Signaling mutation (A, B) zygosity and affected person age (C, D) at prognosis in comparison with whether or not signaling (A, C) and DNA methylation (B, D) mutations had been early or late (or there was no mutation, within the age comparability) amongst diagnostic samples. “Early” signifies that no mutations are recognized to happen earlier than it based mostly on the scDNAseq dataset.
This constellation of evolutionary patterns and scientific correlates involving signaling mutations additionally creates the potential to higher perceive different mutations. For instance, WT1 mutations contribute to relapse [27] however have an unclear position in AML pathogenesis [28], and we discovered that WT1 mutations share many traits with signaling mutations. Like mutations in FLT3 and NRAS, WT1 mutations often occurred in NPM1-mutant clones (Figs. 2A and 4A); early WT1 mutations usually occurred in youthful sufferers; and WT1-first circumstances had small single-mutant clones when co-occurring with NPM1 mutations (Supplementary Fig. 12). In multivariable analyses, early WT1 mutations had been additionally related to age and better neutrophil and monocyte counts (Supplementary Desk 6C).

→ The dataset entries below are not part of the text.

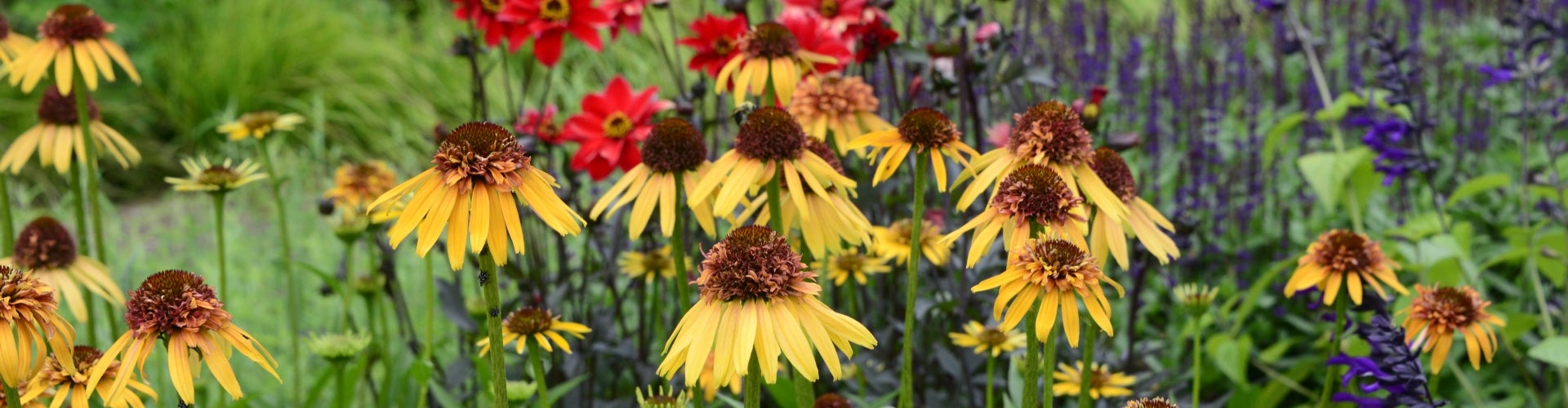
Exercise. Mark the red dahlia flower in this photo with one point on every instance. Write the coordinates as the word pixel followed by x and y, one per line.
pixel 625 15
pixel 540 124
pixel 819 38
pixel 549 20
pixel 610 127
pixel 485 18
pixel 715 41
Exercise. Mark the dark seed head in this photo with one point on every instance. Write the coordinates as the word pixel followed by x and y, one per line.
pixel 770 134
pixel 675 146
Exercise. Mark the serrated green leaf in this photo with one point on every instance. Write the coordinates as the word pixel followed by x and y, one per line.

Though we discovered a number of phenotype variations related to mutation order between DNA methylation and signaling mutations, sufferers with these completely different orderings didn’t have considerably completely different total survival (Cox regression age-adjusted p = 1 for signaling vs. DNA methylation first). Amongst comparatively prevalent mutation orderings, SF3B1→FLT3 was almost considerably related to a worse prognosis after false discovery charge correction (age-adjusted hazard ratio 5.6, q worth = 0.056, Supplementary Fig. 13A). Nevertheless, this affiliation was not important after adjusting for the presence of an SF3B1 mutation (p = 0.44), which itself carries a poor prognosis [4].
Nonetheless, exploratory analyses of different phenotypes at prognosis (Supplementary Fig. 13B–E) revealed significant associations, akin to evolution involving IDH1/IDH2 mutations and decrease granulocyte (median 1.7 vs. 3.0, p = 3.6 × 10−6) and monocyte counts (median 1.2 vs. 1.9, p = 0.0063), or orderings with SRSF2 occurring predominantly in older people (median age 73 vs. 59, p = 0.017).